Preferred Term: ambachten (crafts)
Related terms: 
ondernemingen (ventures)
beroepen (professions)
artistieke beroepen (artistic professions)
Broader Term: beroepen (professions)
Narrower terms: 
boekbinders (bookbinders)
bouwvakkers (building workers)
glasblazers (glassblowers)
...
Scope Note: niet voor afzonderlijke ambachten maar alleen als verzamelbegrip, bijv. voor (markten van) oude ambachten (not for specific crafts, only in general meaning, e.g. (markets of) old crafts)
Categories:  
05 economie (economy)
09 techniek (technique)

some terms also have a UF (Use For) relationship to non preferred terms:

affiches (posters)
Use for: 
aanplakbiljetten
posters

Structure explanation

The thesaurus mainly uses constructs as presented in the ISO 2788 standard and commonly used in companies or institutions: amongst others, Broader Term, Narrower Term, Related Term, Scope Notes. Terms from all facets of the GTAA may have Related Terms, Use/Use for and Scope Notes, but only Keywords and Genres can also have a Broader Term/Narrower Term relations, organizing them into a set of hierarchies.

Additionally, Keywords terms are thematically classified in 88 subcategories of 16 top Categories. Although the data model that is used for the thesaurus allows links between terms across facets, no instances of these links currently exist.

Machine-readable representation of the vocabulary

The thesaurus can be accessed via the Web Browser presented in the previous section, at the URL: http://ems01.mpi.nl:8080/GTAABrowser/

Software applications used to create and/or maintain the vocabulary, features lacking for the case

There is a module used at Sound and Vision to edit and update manually the thesaurus, internally. currently this module lacks features like generating unique identifiers for Preferred terms, checking the consistency so that hierarchical or associative relationships only occur between Preferred terms, making a Concept-based view of the thesaurus instead of a term-based one.
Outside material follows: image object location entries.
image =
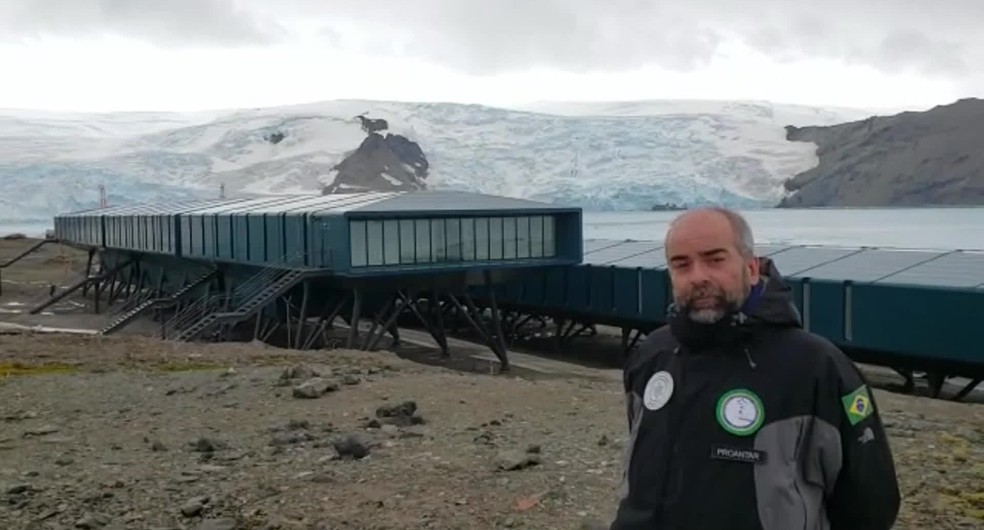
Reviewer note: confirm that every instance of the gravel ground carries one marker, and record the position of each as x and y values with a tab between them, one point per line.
126	432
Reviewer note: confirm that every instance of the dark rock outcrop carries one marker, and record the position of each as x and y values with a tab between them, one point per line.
935	157
381	163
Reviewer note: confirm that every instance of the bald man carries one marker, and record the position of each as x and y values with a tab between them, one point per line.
738	418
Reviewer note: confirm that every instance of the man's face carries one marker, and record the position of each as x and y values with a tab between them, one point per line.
709	275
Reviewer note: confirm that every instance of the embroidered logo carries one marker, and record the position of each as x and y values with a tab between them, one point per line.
858	405
740	412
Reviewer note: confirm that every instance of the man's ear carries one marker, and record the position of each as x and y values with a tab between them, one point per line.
754	270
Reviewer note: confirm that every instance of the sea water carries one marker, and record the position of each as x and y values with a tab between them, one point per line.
910	228
913	228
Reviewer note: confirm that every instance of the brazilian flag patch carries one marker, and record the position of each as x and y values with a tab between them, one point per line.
858	404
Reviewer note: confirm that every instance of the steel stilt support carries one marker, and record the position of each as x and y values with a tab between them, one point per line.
354	324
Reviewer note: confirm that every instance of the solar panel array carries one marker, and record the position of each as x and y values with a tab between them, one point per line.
957	268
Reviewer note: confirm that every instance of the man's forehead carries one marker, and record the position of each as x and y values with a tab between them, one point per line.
700	229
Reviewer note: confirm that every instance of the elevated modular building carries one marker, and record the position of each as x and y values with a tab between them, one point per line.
367	249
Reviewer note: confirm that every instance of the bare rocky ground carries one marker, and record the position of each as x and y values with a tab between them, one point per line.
128	432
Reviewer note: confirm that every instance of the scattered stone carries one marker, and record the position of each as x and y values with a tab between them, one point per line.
291	438
298	371
225	523
41	431
314	388
208	445
511	460
402	414
353	446
194	506
92	521
296	425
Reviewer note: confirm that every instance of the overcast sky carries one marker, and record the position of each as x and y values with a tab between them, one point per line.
199	54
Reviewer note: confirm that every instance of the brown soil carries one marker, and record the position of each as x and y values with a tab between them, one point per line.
129	432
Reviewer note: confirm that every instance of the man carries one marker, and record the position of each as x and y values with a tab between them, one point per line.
738	418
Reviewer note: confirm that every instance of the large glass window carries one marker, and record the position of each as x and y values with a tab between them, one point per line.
374	240
482	238
423	240
495	238
549	233
468	239
536	237
438	240
391	241
408	244
523	237
509	238
453	237
357	238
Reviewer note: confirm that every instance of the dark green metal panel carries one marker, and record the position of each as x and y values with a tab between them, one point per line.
601	283
556	287
511	291
242	239
535	288
276	246
625	292
186	235
209	248
295	225
824	313
225	238
578	288
918	321
257	237
655	294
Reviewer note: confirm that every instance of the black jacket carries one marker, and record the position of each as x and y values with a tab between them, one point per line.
769	427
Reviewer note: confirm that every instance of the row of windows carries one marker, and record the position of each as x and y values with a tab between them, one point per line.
410	241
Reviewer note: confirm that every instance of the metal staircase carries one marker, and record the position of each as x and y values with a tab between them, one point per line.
245	300
130	313
250	304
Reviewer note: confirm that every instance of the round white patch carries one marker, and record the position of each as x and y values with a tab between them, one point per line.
658	390
740	412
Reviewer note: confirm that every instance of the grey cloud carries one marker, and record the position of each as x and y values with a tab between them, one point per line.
941	37
179	23
932	37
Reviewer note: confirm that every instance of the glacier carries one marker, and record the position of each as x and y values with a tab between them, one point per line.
597	155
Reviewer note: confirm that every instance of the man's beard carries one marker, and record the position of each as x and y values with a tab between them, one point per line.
724	303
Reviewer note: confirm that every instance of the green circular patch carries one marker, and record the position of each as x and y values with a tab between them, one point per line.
740	412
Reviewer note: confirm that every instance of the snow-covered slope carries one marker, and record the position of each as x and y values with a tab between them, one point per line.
597	155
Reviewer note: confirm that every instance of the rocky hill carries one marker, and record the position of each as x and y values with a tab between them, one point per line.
600	156
926	158
381	163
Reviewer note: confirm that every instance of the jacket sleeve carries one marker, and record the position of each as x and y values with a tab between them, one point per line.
865	493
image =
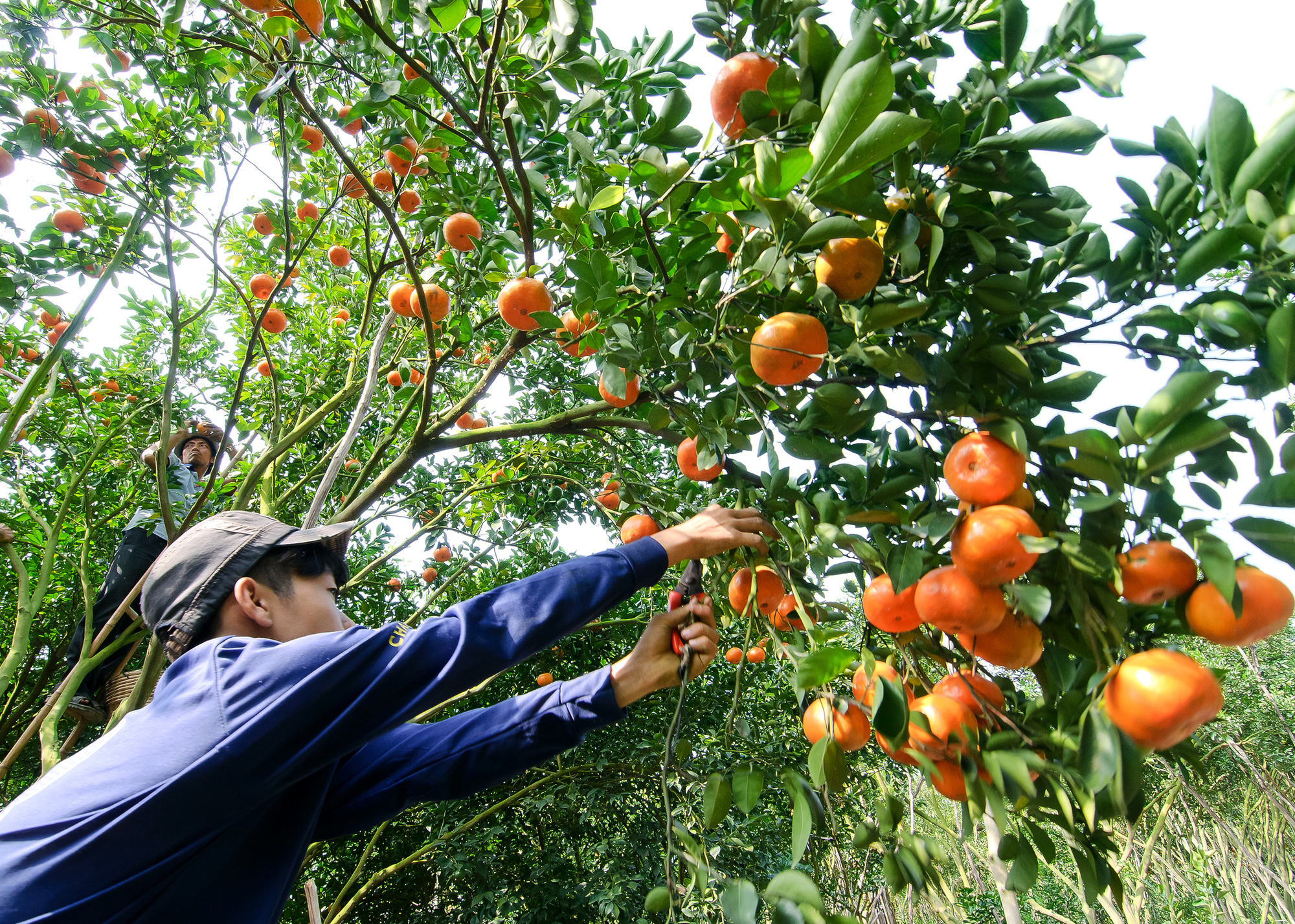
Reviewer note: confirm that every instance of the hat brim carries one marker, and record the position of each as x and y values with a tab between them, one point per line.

Standards and guidelines considered during the design and construction of the vocabulary

The design of the thesaurus and its datamodel was partly based on the ISO 2788 recommendation. However, there are constructs that are not mentionned there, like the classification of keywords into Categories and cross facet links.

Management of changes

A commitee of expert decides for the relevant updates to do to the thesaurus and publishes updated versions, which are uploaded in the documentalist's daily system (called iMMiX). We will access this update in the form of an XML export in our project, and convert it to SKOS. For the moment, we only access the Word export of the thesaurus' latest version.

Additional references

Mark van Assem, Veronique Malaisé, Alistair Miles and Guus Schreiber.(2006). A method to convert thesauri to SKOS. In Proc. Third European Semantic Web Conference (ESWC'06), Budvar, Montenegro, June 2006.

Brugman, H., Malaisé, V., Gazendam, L. (2006). A Web Based General Thesaurus Browser to Support Indexing of Television and Radio Programs. In Proceedings of the 5th international conference on Language Resources and Evaluation (LREC 2006). 24-26 May 2006, Genoa, Italy.